Long term toxicity to aq. invertebrates:

Based on the prediction done using the OECD QSAR toolbox version 3.3 with log kow as the primary descriptor and considering the six closest read across substances, toxicity on daphnia magna was predicted for aluminium, 6-hydroxy-5-[(4-sulfophenyl)azo]- 2-naphthalenesulfonic acid complex (15790-07-5). The EC50 value was estimated to be 83.527 mg/l when aluminium, 6-hydroxy-5-[(4-sulfophenyl)azo]-2-naphthalenesulfonic acid complex exposed to daphnia magna for 504 hrs. Thus based on the EC50 it can be concluded that the chemical was nontoxic and can be consider to be not classified as per the CLP classification criteria.

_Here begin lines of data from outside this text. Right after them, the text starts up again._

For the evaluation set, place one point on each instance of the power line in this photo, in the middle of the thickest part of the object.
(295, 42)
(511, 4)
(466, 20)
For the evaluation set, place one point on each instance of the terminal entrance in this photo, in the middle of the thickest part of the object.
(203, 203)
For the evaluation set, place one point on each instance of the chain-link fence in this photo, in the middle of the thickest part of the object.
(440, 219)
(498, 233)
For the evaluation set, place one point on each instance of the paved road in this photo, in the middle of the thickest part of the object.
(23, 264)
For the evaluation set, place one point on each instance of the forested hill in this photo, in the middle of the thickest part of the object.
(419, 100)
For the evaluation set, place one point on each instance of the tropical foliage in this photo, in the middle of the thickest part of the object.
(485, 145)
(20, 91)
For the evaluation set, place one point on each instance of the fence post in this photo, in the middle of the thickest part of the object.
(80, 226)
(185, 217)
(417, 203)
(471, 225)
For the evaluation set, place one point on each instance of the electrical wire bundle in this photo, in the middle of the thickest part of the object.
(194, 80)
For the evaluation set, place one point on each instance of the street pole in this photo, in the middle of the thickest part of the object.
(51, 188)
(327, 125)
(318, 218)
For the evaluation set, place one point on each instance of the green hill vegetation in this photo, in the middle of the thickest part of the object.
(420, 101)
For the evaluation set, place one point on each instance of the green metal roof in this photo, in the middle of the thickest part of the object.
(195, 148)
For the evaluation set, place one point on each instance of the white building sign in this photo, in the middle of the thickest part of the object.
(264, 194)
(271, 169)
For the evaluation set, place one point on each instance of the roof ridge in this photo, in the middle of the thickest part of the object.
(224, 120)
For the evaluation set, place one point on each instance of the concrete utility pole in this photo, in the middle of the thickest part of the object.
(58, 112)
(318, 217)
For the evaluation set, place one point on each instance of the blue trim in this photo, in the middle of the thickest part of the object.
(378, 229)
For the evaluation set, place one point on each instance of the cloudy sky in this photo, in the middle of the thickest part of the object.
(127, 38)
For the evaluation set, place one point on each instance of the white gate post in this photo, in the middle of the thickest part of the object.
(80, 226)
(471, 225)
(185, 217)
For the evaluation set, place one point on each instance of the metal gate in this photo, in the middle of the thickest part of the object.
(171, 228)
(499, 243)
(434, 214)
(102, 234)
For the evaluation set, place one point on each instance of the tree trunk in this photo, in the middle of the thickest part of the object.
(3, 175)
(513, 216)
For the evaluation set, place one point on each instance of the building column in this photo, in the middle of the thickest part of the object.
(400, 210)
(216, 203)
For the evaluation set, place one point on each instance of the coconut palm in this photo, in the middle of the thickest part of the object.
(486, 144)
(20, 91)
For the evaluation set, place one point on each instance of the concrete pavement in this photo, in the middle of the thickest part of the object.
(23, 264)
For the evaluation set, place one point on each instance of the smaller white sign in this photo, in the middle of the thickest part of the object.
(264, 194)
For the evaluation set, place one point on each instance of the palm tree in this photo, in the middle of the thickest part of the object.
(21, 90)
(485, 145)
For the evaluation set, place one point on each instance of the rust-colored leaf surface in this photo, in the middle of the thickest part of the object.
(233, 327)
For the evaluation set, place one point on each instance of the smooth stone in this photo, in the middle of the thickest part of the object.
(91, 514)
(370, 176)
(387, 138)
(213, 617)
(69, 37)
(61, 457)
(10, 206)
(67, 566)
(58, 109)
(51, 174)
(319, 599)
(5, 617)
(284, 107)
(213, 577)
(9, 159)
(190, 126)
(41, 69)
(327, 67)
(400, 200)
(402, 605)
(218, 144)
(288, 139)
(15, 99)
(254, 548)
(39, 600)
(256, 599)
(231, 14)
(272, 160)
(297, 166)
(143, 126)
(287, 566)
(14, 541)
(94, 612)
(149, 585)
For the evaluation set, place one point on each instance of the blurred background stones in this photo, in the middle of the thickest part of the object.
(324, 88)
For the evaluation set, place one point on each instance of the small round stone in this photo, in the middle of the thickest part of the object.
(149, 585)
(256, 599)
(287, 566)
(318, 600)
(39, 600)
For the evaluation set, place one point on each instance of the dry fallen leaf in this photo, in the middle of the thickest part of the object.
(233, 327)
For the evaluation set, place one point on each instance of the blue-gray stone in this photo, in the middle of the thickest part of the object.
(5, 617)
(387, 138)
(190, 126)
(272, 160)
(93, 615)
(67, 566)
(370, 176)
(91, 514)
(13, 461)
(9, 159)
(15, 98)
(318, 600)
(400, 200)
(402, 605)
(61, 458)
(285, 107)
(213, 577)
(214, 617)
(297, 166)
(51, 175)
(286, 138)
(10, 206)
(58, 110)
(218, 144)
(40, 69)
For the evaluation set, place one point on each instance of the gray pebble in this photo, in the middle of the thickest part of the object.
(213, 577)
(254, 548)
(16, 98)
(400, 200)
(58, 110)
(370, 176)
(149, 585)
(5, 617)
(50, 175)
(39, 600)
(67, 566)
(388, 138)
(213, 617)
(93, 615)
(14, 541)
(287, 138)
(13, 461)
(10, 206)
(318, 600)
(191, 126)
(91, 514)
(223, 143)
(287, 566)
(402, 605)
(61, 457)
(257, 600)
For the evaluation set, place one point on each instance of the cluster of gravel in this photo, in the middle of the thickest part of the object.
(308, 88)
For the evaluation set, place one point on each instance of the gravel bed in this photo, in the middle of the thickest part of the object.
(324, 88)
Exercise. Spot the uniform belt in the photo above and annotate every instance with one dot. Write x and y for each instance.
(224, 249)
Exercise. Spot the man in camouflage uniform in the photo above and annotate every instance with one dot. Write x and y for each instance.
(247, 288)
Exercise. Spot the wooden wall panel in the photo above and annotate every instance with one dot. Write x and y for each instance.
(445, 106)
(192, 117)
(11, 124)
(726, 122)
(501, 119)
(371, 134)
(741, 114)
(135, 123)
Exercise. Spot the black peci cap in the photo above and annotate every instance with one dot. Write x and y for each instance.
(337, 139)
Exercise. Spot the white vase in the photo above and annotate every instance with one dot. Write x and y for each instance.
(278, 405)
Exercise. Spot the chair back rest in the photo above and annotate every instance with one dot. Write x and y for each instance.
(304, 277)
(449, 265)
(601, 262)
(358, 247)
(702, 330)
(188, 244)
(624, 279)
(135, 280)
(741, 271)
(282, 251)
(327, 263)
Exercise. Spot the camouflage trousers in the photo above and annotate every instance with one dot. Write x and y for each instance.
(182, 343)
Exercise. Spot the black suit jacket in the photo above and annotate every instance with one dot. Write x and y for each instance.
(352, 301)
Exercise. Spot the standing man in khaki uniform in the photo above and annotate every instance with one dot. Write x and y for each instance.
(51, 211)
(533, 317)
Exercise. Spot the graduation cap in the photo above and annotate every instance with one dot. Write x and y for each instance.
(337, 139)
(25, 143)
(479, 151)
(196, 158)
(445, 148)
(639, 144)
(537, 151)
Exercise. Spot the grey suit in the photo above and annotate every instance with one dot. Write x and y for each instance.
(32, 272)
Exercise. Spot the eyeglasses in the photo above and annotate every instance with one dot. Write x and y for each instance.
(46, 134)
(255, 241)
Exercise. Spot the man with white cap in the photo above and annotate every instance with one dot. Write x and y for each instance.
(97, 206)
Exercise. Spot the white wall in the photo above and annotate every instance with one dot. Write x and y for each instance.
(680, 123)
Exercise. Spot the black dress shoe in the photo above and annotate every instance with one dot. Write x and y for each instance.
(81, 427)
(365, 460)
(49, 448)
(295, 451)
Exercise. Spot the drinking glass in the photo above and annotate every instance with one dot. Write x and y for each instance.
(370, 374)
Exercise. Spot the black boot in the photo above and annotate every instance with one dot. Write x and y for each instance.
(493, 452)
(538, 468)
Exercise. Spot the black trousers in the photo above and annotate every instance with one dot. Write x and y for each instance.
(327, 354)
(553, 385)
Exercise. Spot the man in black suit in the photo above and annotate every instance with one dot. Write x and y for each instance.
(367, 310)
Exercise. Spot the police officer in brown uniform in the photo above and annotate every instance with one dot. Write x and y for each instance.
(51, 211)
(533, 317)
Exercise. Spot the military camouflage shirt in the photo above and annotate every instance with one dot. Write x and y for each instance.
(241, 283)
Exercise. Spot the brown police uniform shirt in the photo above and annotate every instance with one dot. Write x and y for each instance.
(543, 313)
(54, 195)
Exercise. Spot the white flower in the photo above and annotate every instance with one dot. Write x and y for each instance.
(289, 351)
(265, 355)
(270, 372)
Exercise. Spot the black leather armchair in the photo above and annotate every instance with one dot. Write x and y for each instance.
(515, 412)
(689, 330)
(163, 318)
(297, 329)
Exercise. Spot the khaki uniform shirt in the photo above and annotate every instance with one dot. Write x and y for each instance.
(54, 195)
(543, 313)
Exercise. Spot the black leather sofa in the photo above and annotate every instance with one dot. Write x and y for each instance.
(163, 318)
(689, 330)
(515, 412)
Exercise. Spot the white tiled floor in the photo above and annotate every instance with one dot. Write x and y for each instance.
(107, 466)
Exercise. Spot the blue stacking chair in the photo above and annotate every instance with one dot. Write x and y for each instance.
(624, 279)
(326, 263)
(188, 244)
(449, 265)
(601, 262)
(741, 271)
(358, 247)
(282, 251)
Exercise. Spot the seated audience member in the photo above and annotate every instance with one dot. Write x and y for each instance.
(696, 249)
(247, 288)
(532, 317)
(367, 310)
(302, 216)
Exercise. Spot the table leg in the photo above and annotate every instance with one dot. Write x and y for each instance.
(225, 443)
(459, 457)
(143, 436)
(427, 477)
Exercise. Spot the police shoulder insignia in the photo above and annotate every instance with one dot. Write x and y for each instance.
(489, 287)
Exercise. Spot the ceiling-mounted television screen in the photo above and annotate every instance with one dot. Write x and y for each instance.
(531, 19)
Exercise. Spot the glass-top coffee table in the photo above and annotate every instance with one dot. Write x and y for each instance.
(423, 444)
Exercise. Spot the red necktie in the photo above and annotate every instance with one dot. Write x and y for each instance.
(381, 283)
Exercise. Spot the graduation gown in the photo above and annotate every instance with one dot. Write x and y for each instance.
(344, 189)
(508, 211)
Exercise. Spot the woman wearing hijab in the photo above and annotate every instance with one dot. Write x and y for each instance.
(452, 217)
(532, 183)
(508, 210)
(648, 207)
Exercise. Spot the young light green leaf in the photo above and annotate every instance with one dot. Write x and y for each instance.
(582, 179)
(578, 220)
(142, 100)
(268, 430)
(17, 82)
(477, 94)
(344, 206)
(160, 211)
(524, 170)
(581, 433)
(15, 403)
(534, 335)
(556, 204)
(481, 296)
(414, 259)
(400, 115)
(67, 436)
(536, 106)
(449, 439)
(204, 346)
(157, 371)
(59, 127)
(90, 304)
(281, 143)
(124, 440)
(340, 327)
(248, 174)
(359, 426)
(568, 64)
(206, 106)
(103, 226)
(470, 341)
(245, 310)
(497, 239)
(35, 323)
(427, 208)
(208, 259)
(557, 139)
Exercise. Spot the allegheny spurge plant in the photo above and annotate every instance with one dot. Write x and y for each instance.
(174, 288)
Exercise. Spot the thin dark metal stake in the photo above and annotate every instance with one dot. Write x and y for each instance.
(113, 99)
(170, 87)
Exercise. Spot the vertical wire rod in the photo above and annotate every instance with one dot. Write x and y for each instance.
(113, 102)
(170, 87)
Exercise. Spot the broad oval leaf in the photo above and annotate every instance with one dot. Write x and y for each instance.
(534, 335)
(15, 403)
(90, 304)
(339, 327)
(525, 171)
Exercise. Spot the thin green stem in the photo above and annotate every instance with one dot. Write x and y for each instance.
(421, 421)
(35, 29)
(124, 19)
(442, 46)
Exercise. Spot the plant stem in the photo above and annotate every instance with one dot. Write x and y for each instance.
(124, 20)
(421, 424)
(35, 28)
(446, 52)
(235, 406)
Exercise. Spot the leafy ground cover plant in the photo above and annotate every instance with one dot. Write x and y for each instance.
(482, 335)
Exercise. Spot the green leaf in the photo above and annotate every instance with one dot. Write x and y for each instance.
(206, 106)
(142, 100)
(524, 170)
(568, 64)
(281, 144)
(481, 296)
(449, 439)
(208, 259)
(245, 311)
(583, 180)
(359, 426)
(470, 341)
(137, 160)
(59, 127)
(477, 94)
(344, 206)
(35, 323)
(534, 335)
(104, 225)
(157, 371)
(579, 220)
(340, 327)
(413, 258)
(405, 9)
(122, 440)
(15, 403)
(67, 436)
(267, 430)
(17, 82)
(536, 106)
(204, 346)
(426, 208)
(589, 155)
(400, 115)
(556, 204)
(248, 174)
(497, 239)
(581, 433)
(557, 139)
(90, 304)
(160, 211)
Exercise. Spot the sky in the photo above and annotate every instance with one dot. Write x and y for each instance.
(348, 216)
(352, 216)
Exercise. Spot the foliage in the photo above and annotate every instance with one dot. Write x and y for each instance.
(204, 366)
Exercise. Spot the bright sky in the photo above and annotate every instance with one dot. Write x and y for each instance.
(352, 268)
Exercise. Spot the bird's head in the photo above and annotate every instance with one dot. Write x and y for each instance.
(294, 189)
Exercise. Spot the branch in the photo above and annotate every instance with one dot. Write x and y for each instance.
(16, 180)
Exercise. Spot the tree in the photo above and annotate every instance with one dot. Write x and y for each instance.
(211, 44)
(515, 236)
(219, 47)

Toxicity to aq. algae and cyanobacteria:

The effect of test item aluminium, 6-hydroxy-5-[(4-sulfophenyl)azo]-2-naphthalenesulfonic acid complex (15790-07-5) was studied on the growth of fresh water green alga Chlorella vulgaris. The study was conducted following OECD guideline 201- Alga, growth inhibition test. The test concentration chosen for the study were 6.25mg/L, 12.5mg/L, 25mg/L, 50mg/L, 100mg/L, 200mg/L. The test solution was prepared in aseptic condition. The test item Aluminium, 6-hydroxy-5-[(4-sulfophenyl)azo]-2-naphthalenesulfonic acid complex was prepared by adding 50 mg of test item in 250 ml of BBM to get the final concentration of 200 mg/L. This stock solution was kept for stirring/sonication for 30 minutes to obtain a homogenous solution for the experiment. The test concentrations were chosen according to the available data of the test item. The concentrations chosen were set up to the water solubility limit. The remaining test solutions were prepared by dilution from the above stock solution. To have a better growth and visibility of cells, the initial of the culture was kept 1 X 104cells/ml. Care was taken to have a homogeneous solution for the experiment. Test was performed in static manner at proper requirement of pH and temperature. The microscopic observations were noted down in each of the control vessel. All the cells appeared healthy, round and green throughout the study duration in the control. Also, the drift in pH in the control vessels did not increase by >1.5 units when observed on 72 hours as compared to 0 hours. The average pH drift observed in the control vessels was 0 units. After 72 hours of exposure to aluminium, 6-hydroxy-5-[(4-sulfophenyl)azo]-2-naphthalenesulfonic acid complex (15790-07-5) to various nominal test concentration, EC50 calculated from equation through probit analysis was determine to be > 200 mg/l. Based on the EC50, it can be concluded that the chemical was nontoxic and can be consider to be not classified as toxic as per the CLP classification criteria.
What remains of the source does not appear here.